Money & Company

Tracking the market and economic trends
that shape your finances.

« Previous Post | Money & Company Home | Next Post »

Restaurant breakfasts starting to get popular, report says

December 12, 2011 | 11:28 am

Restaurant breakfasts -– or what many customers refer to as the meal that’s available when the lunch and dinner menus aren’t –- could end up becoming a huge sales generator for eateries, industry analysts say.

At the moment, the breakfast segment makes up 12% of total restaurant sales – or about $42 billion a year, according to research group Technomic.

But a.m. patronage is growing, especially at fast-food chains. The limited-service segment, which also includes fast casual restaurants such as Panera Bread Co., has added more than 230 new breakfast items in the past two years.

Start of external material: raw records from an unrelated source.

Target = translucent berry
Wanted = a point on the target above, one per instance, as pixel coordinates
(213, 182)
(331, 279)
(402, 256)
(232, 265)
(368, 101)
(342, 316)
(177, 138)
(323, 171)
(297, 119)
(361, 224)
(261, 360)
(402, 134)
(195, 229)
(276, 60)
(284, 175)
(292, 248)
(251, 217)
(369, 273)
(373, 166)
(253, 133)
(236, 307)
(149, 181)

In November, Wendy’s Chief Executive Emil Brolick said the chain would begin focusing more on breakfast items such as its Artisan Egg Sandwich. Morning menus are responsible for 92% of overall traffic growth in the quick service segment over the last five years, he said.

During the weekday, nearly half of consumers say they occasionally pick up breakfast at an eatery, up from the 33% who said the same in 2009.

And such customers tend to be more immune than most to high prices: Most said convenience and speed is more important when it comes to their morning grub.

But several chains offered deals this season to entice patrons, with several days of free Chick-fil-A breakfasts in September and a morning of free biscuits from Carl’s Jr. in November.

Coffee is also key -– many diners are loyal to establishments that serve their preferred brew, Technomic said.

The next trend in breakfast will be health, as eateries work in multi-grain and non-fat ingredients, Technomic said.

“Oatmeal is booming,” according to the firm.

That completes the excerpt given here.